Nel lungometraggio, vediamo come Fabietto sia strettamente legato a mamma Maria e papà Saverio, a cui guarda con ammirazione. Tuttavia, nell’apparente idillio, è possibile vedere come lui sia trattato, in parte, ancora come un bambino da parte di Maria, mentre il padre si presenta superficiale nel comprendere il disagio e la solitudine che lui sta attraversando, mostrando anche l’incomunicabilità che spesso pervade le famiglie odierne. Una famiglia che, in verità, presenta delle crepe, poiché si scopre che Saverio ha avuto una relazione extraconiugale. È una situazione che è spesso ricorrente nella quotidianità di chi lo vive e, come alla sottoscritta, è successo di sentirlo dalla bocca dei propri amici, che ne hanno sofferto le conseguenze. 

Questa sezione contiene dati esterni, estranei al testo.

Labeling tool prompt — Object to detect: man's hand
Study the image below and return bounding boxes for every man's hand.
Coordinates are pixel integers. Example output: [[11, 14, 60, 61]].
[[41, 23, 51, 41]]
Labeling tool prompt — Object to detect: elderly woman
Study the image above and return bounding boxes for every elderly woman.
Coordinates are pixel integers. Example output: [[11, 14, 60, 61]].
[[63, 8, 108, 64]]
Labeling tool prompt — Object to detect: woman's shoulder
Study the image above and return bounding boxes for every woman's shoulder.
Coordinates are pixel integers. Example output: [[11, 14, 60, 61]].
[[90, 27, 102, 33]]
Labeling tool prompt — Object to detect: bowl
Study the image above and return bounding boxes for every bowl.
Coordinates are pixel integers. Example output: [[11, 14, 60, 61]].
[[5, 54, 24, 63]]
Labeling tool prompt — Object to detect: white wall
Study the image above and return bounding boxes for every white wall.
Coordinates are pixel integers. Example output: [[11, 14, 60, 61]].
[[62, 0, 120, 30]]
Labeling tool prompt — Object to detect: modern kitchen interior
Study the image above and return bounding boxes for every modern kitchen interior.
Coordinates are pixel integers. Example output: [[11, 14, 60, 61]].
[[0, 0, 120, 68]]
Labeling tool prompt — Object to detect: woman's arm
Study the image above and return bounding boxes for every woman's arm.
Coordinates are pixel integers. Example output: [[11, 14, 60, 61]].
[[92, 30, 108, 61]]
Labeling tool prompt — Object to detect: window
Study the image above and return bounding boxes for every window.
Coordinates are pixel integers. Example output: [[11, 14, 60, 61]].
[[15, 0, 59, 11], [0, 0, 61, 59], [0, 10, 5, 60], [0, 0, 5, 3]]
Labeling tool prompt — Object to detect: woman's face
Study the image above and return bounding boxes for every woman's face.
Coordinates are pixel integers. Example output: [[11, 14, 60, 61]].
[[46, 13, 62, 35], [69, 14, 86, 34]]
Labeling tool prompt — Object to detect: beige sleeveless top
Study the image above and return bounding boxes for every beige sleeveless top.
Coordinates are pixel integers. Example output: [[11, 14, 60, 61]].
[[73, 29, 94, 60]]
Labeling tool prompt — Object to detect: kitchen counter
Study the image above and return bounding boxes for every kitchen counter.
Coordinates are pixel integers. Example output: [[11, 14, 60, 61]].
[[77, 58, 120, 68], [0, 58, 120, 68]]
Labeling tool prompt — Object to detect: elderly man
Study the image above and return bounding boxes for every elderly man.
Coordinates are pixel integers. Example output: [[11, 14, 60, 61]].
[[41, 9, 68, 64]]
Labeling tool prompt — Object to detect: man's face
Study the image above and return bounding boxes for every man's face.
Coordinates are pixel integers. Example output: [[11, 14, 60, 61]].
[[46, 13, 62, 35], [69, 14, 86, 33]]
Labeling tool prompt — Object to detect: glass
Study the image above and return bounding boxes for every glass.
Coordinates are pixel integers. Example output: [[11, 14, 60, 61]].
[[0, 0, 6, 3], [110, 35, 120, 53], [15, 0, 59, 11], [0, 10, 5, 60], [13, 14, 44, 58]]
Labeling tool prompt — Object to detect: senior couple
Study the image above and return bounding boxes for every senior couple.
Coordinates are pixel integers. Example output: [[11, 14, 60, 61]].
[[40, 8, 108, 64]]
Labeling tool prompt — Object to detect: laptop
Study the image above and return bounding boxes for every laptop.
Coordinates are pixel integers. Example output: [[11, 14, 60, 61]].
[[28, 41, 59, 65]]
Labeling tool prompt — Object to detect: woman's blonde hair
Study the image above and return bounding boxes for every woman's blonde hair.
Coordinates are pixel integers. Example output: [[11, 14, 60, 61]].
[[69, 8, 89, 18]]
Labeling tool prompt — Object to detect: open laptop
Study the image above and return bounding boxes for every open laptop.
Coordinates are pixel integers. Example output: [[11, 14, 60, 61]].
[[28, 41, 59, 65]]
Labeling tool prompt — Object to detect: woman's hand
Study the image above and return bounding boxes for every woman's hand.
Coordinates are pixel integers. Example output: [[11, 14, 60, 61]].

Non intravediamo molto della relazione tra Fabietto e la sorella Daniela, se non in una scena successiva alla morte dei genitori, quando gli confida l’esistenza di un fratello segreto, che gli fa crollare il mito del padre. Diverso è il legame che lo unisce al fratello Marchino, figura completamente opposta sia nello stile di vita, sia nel metabolizzare il lutto. Mentre Fabietto ha dovuto crescere in fretta, Marchino pensa a divertirsi non volendo guardare al futuro. Sorrentino non condanna il fratello maggiore, si sofferma ad evidenziare come queste due visioni della vita li renda in parte distanti, nonostante siano uniti dal medesimo dolore. Mostra quanto questo sia spesso frequente tra fratelli e familiari e, proprio perché elaborano il lutto in famiglia diversamente, si possono allontanare, non intendersi e persino scontrarsi. 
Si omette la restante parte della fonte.